At the center of the case is Mesa, a graduate of Morgan State University who homicide detectives have said was an innocent victim. She was dating a drug dealer and aspiring music mogul named Jemarl Jones, who had ties to Wright and Butler. When Butler fell out of favor with his Dominican drug suppliers, he had to find a way to come up with cash and turned to Mesa to get to Jones' money, the detectives said.

After getting the cash, however, police say Wright and Butler tortured, raped and killed Mesa, whose body was found in the trunk of a car parked in Falstaff. Two years later, federal prosecutors indicted members of Butler's drug organization, and police said they were able to gain additional information - apparently, the testimony of Horton. The then-commander of the homicide unit said the drug case was built with an aim of cracking the murder investigation open.

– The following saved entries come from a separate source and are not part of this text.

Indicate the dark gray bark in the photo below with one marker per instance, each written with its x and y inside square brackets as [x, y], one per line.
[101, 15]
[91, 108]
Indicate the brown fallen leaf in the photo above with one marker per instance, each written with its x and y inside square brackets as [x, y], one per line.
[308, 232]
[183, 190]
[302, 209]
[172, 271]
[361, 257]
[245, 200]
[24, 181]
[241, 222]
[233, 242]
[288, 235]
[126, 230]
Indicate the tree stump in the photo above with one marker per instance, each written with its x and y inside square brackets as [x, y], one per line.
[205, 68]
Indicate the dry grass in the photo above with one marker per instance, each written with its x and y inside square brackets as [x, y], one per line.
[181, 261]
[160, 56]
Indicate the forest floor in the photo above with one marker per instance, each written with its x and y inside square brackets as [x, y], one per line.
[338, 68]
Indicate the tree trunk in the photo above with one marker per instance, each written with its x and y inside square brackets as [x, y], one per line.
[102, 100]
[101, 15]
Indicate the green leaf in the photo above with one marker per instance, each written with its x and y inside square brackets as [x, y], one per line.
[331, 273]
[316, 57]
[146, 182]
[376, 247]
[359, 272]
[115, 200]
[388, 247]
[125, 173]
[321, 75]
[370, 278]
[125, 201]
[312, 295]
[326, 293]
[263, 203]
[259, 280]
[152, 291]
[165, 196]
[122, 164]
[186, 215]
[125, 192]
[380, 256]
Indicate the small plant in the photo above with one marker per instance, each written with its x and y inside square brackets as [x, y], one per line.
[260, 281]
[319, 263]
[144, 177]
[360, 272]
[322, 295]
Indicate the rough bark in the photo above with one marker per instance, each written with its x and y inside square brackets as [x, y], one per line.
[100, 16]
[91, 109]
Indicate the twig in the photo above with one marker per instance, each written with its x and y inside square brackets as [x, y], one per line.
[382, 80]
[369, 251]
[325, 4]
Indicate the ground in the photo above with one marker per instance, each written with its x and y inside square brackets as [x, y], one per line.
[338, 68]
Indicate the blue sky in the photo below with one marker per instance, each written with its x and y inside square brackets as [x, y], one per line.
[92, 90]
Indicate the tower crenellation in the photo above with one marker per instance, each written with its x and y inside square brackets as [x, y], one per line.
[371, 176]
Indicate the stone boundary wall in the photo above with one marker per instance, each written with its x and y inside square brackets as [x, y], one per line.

It's not clear how much of the lurid details will come out in trial. Assistant State's Attorney Rita Wistoff-Ito's opening statement didn't get into Dominican drug lords and record labels, instead indicating that the case will turn on forensic evidence and the testimony of Horton, even though he testified that he has no evidence that Butler was involved in the killing beyond a hunch.

Wisthoff-Ito began the Butler trial the day after securing a guilty verdict from a jury in the killing of a 20-year-old Marine.

Horton, appearing in court in a suit with a pink shirt and a breast cancer awareness ribbon, said he attended college, was enlisted in the military, and earned honest paychecks including working in investments and owning a car wash in Mount Vernon and a trucking business.

Drug dealing was something he did on the side to make money, but violence "ain't a part of the game I was involved in." He's now living out of state, awaiting sentencing in the federal drug case.

"I've been involved in drug organizations my whole life, since I was 16," he testified Thursday afternoon. "To come to this point of my life and see something [like that] happen to a person..." he said, trailing off. After his testimony had concluded, Horton told a reporter he's changed his ways.